Piershale emphasizes that his firm’s approach is not about market timing, and to that end, he notes the market triggers used to trade toward cash or back into equities are not designed to call a specific top or bottom in prices.

“I should point out that we didn’t totally escape the market pain of 2022,” he says. “Our models are down roughly 10% to 13% depending on the clients’ exact allocation. That is a meaningful drop, for sure, but it is a lot less than the Morningstar performance benchmark that we use.

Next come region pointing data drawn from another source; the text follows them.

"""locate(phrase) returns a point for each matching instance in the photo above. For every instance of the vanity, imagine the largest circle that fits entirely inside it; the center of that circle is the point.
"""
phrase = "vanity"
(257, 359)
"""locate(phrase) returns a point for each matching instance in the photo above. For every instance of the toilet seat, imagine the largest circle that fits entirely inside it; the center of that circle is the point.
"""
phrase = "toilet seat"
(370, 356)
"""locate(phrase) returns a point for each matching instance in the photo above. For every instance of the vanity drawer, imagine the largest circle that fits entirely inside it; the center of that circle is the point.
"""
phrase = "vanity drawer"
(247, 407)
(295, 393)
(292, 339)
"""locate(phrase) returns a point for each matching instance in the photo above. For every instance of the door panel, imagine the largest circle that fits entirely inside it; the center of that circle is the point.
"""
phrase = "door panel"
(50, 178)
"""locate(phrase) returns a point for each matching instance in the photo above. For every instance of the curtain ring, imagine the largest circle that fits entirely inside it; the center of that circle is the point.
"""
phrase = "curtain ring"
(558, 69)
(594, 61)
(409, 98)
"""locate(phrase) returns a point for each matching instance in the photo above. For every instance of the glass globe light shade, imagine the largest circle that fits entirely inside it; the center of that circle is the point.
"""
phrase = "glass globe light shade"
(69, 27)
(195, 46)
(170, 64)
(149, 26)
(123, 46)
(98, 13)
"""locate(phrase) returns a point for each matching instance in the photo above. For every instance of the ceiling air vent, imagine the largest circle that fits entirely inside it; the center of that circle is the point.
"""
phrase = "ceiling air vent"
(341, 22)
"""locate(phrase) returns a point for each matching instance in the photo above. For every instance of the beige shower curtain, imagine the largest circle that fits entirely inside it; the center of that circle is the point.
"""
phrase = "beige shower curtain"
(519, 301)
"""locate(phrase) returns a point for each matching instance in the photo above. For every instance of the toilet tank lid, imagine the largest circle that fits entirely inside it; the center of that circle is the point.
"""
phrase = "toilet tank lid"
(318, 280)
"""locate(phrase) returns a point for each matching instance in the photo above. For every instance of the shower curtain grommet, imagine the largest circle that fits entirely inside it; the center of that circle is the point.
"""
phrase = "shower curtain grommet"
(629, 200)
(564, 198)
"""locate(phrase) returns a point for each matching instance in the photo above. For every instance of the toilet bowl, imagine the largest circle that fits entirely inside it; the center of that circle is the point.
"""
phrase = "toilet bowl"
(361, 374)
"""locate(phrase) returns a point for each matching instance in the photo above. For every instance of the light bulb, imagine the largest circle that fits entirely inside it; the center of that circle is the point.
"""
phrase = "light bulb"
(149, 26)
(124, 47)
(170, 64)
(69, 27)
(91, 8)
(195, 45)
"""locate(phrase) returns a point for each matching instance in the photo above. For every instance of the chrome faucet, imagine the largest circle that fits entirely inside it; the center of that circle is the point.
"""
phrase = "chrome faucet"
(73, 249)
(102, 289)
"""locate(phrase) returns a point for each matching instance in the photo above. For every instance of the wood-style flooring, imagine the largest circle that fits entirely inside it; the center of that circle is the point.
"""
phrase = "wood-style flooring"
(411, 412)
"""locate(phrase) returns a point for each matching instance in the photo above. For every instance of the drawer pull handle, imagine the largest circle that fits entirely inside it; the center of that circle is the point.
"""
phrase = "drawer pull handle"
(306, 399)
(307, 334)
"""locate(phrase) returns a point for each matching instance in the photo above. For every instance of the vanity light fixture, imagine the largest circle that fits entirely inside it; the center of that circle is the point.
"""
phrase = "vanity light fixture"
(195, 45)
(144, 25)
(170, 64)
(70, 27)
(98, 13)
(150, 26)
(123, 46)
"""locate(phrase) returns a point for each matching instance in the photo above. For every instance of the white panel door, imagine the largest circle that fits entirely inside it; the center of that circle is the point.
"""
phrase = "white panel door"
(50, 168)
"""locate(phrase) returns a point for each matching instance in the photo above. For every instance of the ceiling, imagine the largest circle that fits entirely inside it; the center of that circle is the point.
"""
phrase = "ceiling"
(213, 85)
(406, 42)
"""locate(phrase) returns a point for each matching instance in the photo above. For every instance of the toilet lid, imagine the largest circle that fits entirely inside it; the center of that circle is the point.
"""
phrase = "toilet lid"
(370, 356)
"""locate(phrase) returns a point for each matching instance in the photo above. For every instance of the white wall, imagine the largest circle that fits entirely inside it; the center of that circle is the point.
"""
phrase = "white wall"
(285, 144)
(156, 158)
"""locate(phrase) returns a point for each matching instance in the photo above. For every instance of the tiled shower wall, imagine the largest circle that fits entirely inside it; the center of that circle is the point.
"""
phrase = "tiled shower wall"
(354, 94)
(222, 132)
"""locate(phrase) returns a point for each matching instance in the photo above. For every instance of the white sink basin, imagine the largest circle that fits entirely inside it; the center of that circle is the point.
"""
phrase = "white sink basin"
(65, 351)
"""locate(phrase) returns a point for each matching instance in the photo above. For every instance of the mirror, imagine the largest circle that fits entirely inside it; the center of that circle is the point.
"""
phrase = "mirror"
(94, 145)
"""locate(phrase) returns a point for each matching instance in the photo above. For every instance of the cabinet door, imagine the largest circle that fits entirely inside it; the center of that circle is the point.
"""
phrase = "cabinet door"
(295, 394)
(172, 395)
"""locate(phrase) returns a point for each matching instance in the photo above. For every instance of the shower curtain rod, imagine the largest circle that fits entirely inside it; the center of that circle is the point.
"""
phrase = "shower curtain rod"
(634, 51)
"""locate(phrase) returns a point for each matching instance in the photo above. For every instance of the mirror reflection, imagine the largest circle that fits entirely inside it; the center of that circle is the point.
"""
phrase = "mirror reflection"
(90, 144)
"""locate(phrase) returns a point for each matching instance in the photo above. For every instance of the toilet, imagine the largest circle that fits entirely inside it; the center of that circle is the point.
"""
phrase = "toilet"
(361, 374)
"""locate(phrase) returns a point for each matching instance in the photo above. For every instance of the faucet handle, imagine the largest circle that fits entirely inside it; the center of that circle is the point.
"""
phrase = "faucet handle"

That index is down nearly 22% for the first nine months of the year.”

Piershale says this approach may be unorthodox, but it is continuing to attract and retain clients, such that the firm pulled in more than $70 million last year and $30 million so far this year, despite the market shock.

“For a small firm like ours to have taken in $70 million in one year, I believe that shows we really have built something that meets the public’s needs and desires,” Piershale says. “Our strategy does miss out on some of the upside, don’t get me wrong, but that’s what our clients know to expect. The average client we have is 66 and they have substantial assets, so the goal of protection means a lot to them.”

While he keeps his firm’s specific tactical philosophy close to the vest, Piershale encourages other advisors to think about rebalancing their growth-versus-protection philosophy. It is one thing if a firm specializes in serving younger people with significant investment horizons and aspirations for long-term wealth accumulation, but firms with older and wealthier clients should consider how much risk is really appropriate.

“With all these major red flags pointing to a recession, are we near a market bottom and heading for a soft economic landing?” Piershale asks. “It’s possible but not likely.”